Although cottage cheese has a slightly higher sodium content than Greek yogurt, it is still a great source of calcium, so be mindful if you are cutting your salt intake. It is also filled with vitamins and minerals to support your health. To keep your tummy full all day, you can top it with veggies and pistachios or use it as a savory dip. 

Hemp Seeds

Hemp seeds: a tablespoon contains 4 g of protein 

In addition to being an exceptional source of protein, hemp seeds are also high in fiber and omega-3 fatty acids. They are beneficial for boosting heart health, improving skin conditions, and safeguarding the body. You can sprinkle them into a fruit smoothie or add them to your oatmeal. 


Beans (lentils, white beans, peas, etc): 1/2 cup contains 9 g of protein. 

Beans contain plant compounds, fiber, protein, and minerals. Additionally, beans are a superb source of plant-based iron. They are beneficial for gut health, blood pressure, and blood sugar regulation, among others. You can use them in tacos, dips, salads, and soups to add protein to your vegan or vegetarian diet. 

Tofu, Tempeh, and Edamame

Tofu, Tempeh, and Edamame: 100g serving contains 12-20 g of protein. 

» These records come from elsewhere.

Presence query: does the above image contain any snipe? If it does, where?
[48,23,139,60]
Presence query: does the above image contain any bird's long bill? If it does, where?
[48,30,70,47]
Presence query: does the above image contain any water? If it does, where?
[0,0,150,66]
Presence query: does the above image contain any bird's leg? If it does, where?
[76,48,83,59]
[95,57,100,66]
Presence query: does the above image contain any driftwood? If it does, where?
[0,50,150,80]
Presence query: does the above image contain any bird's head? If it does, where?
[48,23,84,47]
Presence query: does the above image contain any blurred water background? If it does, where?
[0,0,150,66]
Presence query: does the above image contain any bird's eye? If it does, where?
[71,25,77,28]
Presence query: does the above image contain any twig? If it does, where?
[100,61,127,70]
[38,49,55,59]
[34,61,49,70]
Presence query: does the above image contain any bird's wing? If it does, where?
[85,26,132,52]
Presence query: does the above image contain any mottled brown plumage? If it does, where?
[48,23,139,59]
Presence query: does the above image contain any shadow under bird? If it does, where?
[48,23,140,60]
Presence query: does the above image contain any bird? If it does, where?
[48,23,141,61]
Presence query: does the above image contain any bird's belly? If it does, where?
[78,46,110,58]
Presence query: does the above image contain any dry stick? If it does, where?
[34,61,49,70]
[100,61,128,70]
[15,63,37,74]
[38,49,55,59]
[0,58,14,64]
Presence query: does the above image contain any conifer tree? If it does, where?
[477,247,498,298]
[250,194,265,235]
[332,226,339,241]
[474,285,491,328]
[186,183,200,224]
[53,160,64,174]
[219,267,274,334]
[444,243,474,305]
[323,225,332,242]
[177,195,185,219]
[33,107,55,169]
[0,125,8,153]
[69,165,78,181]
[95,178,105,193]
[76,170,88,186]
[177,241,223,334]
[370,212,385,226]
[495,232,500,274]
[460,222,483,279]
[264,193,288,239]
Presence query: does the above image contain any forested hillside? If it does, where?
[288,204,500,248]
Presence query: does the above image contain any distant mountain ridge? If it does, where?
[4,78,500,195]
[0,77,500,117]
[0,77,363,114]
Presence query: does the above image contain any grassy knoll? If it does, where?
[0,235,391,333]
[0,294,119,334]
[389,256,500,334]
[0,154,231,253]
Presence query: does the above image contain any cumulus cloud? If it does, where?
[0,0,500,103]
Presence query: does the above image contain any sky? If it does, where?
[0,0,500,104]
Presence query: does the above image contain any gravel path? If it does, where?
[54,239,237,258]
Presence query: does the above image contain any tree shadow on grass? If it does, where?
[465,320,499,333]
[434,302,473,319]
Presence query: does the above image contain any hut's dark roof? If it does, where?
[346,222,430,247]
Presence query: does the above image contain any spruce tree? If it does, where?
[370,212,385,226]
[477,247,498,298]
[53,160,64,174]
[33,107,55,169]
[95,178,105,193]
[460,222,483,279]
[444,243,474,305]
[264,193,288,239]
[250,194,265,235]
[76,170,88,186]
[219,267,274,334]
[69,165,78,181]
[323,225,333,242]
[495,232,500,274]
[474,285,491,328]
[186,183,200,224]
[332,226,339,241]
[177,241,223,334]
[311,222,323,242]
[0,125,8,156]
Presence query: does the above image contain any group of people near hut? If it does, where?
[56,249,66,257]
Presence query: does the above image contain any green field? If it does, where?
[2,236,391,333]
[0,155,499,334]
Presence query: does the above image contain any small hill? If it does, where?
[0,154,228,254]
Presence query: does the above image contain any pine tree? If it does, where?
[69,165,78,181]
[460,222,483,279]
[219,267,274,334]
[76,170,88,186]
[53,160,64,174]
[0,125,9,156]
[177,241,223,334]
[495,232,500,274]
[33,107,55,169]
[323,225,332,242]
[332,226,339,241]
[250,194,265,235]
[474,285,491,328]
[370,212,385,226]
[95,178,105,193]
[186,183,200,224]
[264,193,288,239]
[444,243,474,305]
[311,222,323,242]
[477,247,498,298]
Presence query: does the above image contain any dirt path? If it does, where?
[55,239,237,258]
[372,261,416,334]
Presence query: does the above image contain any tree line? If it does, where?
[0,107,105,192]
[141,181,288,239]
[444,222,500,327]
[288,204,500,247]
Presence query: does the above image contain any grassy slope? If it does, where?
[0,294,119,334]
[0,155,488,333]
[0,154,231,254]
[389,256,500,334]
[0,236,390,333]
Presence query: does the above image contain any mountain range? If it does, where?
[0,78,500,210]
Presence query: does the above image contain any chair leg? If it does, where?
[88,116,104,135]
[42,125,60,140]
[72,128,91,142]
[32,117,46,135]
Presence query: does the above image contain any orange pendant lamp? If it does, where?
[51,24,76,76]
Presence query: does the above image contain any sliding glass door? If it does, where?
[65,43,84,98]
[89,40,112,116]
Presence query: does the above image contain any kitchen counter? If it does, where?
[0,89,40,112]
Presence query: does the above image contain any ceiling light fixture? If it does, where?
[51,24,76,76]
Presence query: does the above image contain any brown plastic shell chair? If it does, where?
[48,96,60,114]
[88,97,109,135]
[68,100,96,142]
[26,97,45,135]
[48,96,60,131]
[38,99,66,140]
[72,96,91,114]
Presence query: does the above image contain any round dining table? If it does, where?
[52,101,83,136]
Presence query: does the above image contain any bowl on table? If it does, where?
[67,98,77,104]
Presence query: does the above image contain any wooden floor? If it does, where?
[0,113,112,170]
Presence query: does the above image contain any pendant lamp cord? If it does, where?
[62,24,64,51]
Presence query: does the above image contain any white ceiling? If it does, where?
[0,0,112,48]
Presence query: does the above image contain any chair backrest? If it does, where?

Tofu, Tempeh, and Edamame, all three, are derived from soybeans, which are a complete protein source that provide your body with all the essential amino acids required for healthy functioning of the body. Edamame is a rich source of vitamin K, fiber, and folate, which can improve digestion and regularity. Meanwhile, tempeh contains vitamin B, probiotics, phosphorus, and magnesium. You can stir-fry these delicious protein-filled products or use them in a salad. 

Green Peas

Green peas: a cup (cooked) contains 9 g of protein 

Most people think that green peas are not a source of protein, but they are wrong. Peas not only help fulfill your body’s protein requirement, but they also contain thiamine, folate, fiber, manganese, and vitamins K and C. They are delicious and filling. You can enjoy them as a side dish or in soups and salads. 


Switching from an animal-based protein source to a plant-based protein source has many health benefits. Following a plant based lifestyle can reduce your risk of stroke, heart failure, cardiovascular disease, and certain types of cancers. It can also help you in keeping your weight in check. An easy way to up your protein intake is to incorporate protein-rich food into every meal or snack. There are many different vegan protein options available, including beans, lentils, legumes, seeds, and nuts.